On cheaper PCB orders they don't plate slots. Because of this the DC connector would only get connected on one side. What I have been doing is adding multiple vias to bring power to the other side of the board. Its a really weird shaped board, and has to fit in this small awkward spot, thats why its designed the way it is with the connector on the back side.
So a last minute change I made was I added an additional via to the DC power connector trace, and I forgot to fix the overlap (look at the red arrow in my attachments). So this basically shorts 12 volts directly to pin 9 of the propeller (and the other end is puled down to ground with a 10K resistor.
Why any of these boards are working is a mystery to me.
So trying to decide if I want to make a modification/patch so I can run the remaining blank PCBs through assembly, or if I should just fix the problem and re-submit the entire batch over again.
Thanks again for the good troubleshooting advice!
Images:
-Phil
When I was a "green horn" and the project was failing miserably my old boss would call a meeting, look at me and say "Heater, what did you change last?"
Sorry, I don't mean to gloat. But I think we have all been there before.
Anyway, good you found the problem.
You should post your layout so others can look at it.
Do you remember if you might have done any other last minute changes?
Do you by chance a previous layout that you can compare against to see what else you changed?
Also, what kind of voltage and current readings are you measuring.
Have you traced your layout using the schematic and verifying the connections with your meter.
And what's the quality of the PCB and soldering workmanship.
If the Props still get hot then something bad has happened to them.
Why assemble a panel? Just assemble one.
What else is on the Board ?
12V to a PropPin, likely pulled 3v3 rail to 10V region, so whatever else was connected could be fried too.

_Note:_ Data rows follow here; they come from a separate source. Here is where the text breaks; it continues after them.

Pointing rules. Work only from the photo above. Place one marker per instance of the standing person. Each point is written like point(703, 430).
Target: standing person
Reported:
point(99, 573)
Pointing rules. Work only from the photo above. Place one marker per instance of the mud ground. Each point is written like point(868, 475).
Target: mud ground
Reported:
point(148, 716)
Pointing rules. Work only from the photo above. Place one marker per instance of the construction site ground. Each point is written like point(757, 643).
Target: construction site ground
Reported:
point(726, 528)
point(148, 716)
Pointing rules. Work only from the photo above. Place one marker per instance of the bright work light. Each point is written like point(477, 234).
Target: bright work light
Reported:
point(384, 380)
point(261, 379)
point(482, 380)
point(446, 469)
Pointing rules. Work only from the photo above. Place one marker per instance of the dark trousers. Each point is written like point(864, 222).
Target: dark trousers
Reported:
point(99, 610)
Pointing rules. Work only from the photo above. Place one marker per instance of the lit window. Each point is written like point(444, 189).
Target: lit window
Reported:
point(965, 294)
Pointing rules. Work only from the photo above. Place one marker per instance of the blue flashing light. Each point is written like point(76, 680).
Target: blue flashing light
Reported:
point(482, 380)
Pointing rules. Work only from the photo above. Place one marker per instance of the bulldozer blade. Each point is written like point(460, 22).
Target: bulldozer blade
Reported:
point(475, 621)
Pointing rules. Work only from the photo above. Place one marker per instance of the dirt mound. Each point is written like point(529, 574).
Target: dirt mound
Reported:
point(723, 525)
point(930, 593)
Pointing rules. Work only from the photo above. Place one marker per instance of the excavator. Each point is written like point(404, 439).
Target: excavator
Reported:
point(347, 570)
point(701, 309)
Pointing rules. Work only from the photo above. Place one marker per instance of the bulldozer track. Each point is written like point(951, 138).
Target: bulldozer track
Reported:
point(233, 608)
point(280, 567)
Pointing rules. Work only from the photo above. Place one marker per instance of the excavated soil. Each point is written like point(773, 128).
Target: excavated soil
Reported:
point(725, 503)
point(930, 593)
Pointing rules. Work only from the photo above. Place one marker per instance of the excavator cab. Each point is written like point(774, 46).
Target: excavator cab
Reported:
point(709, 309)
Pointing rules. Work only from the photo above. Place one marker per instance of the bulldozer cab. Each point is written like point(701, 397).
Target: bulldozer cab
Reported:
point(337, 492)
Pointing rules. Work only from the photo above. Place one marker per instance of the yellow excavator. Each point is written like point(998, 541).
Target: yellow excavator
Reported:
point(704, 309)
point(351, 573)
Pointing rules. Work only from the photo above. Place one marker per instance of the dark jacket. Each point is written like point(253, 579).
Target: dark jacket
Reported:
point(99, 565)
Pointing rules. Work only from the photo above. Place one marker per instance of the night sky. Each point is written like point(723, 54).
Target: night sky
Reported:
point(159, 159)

Is that a rhetorical question ?
Why would you not make the change before powering them up ?
A good idea is to find the highest Series power resistor that allows the PCB to boot, and test using that.
But never have a panel assembled before you have made up one yourself, however inconvenient that is, it is a lot less inconvenient than trying to fix or throw away many more.
btw, I still use Protel99SE for my PCBs but even if I start off a design with a basic pcb layout I still do a proper schematic and finish off the pcb that way. Many times I will have to go back and forth between pcb and schematic to make the schematic match up with the pcb but it's worth it as then it can report on any design rule errors etc. Of course it can't tell you it will work because that depends upon the design itself but it can tell you that you implemented it properly.
I still use Protel 3.0 from around 1994. I always have a net list so that I can run a DRC.
I would build one board after making the pcb mods to check it works, and then get new boards made. I don't understand your comment about no thru hole plating - are these not plated thru. Get boards with thru hole plating as they are not that expensive any more.